Saturday, July 31, 2010

Dixie Mountain Crybaby

  So some of you know, and some of you don't, that I love to drive. When I'm restless, or sad, or just bored, I love to drive. Not with a goal in mind, but just for the joy of going somewhere I haven't been before, seeing something new, finding out where that road leads. Not everyone enjoys this. Some people see driving as just a way to reach a destination, and that's just fine, but to me driving itself is the joy, and I'm always a bit sad when it comes to an end.

  So today I set off down St. Helens road, feeling unsettled and a bit low. At some point I turned left (don't ask the name of the street because I never looked), because that was the direction in which the hills lay, and forested hills are among my favorite places to lose myself. I twisted and turned past farms and horses, over a one-lane bridge, past mailboxes, a few abandoned-looking cars, and one startled doe.

  I found myself going up, up in the trees. I could tell this wasn't virgin forest. (If you've been in enough forests you just know which ones are there by their own free will and which have been shaped by human hunger). I glanced to the right and saw a sign telling me I was on Dixie Mountain Road. Never heard of it. There's a Dixie Mountain in Oregon? Huh, who knew?

   So I drove up and down, curve to the left, to the right, not knowing where I was or where I would end up (which is the best way to be, I think) and then, all of a sudden, I was stopped in the middle of this narrow gravel road with tears streaming down my cheeks. Streaming like a waterfall in the middle of the spring melt. "Oh you are such a silly girl" I thought to myself as I felt the tears flow down my face and plop onto my fuzzy green sweater (Only $6.99 at Goodwill).

  You see, yesterday I sent out an email to a handful of friends, maybe six or seven or eight people I know, offering them some plants from my garden. You may also know, or maybe you don't, that I love plants. I love flowers. I love being surrounded by colors and living, growing things. I wanted to share some of these beautiful things with others, so I sent out an email offering what I had to spare.

  One person replied with a joke that, as so many of his jokes do, went right over my head. Another friend responded with annoyance that each time I replied to the first friend it was giving her alerts and it was becoming quite irritating. That's it. No one replied that they would love some plants, or "thank you, but no thank you", just a joke and a reprimand. Seems like such a ridiculous thing to have hurt feelings over, but there it was.
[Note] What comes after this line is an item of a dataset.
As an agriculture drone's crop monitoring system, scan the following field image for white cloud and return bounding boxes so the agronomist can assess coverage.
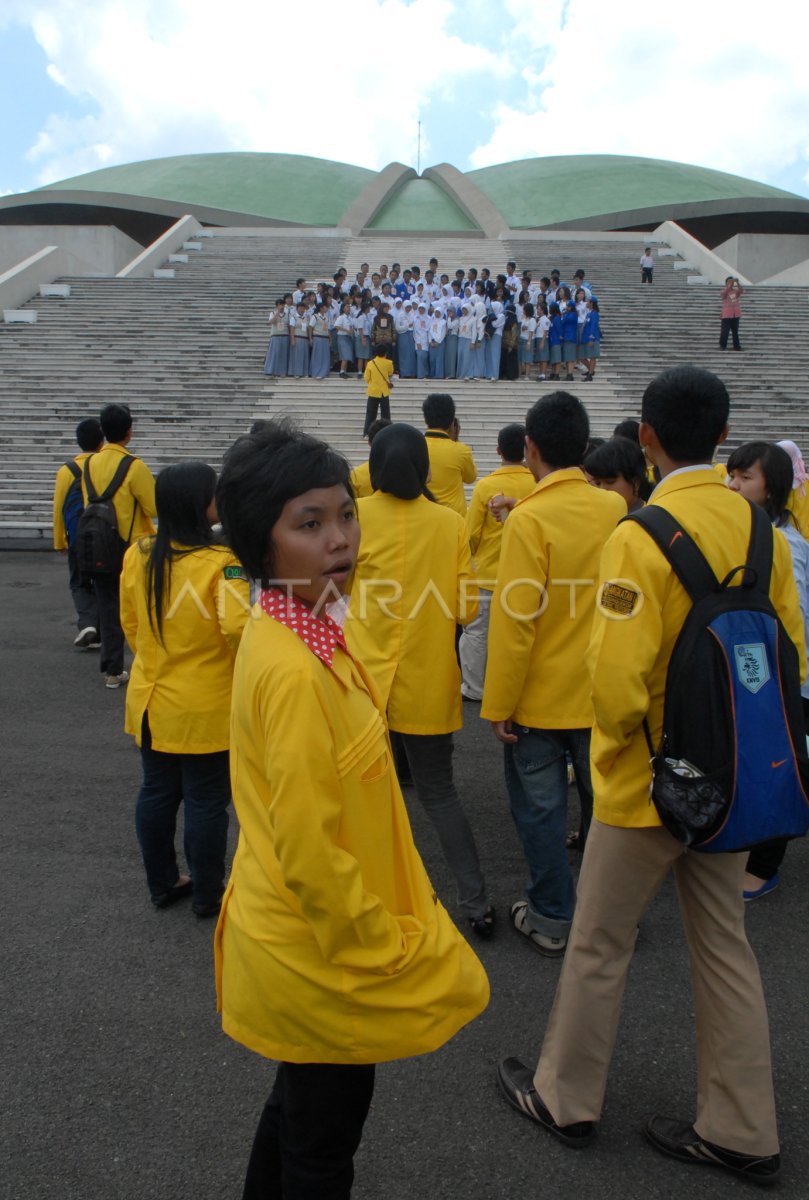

  So I was sitting in my car on a narrow gravel road, looking at thin swords of sunlight stabbing through those glorious trees as they stood all silent and alive and dressed in the softest dream-green moss, and tears were streaming down my cheeks because, though it did not occur to me at the time, what I had really wanted, what I had so very much wanted was to be given the pleasure of doing something nice for someone simply because I could. What I really wanted was to be allowed to do something nice, and make someone smile. And all I got was a joke and a reprimand. Crybaby, that's me.

  The moral of the story is simple: Sometimes the nicest thing you can possibly do for someone is allow them the pleasure of doing something nice for you. Think about that one for a little while. I'm going to go outside and watch bees, because that's another thing I love to do.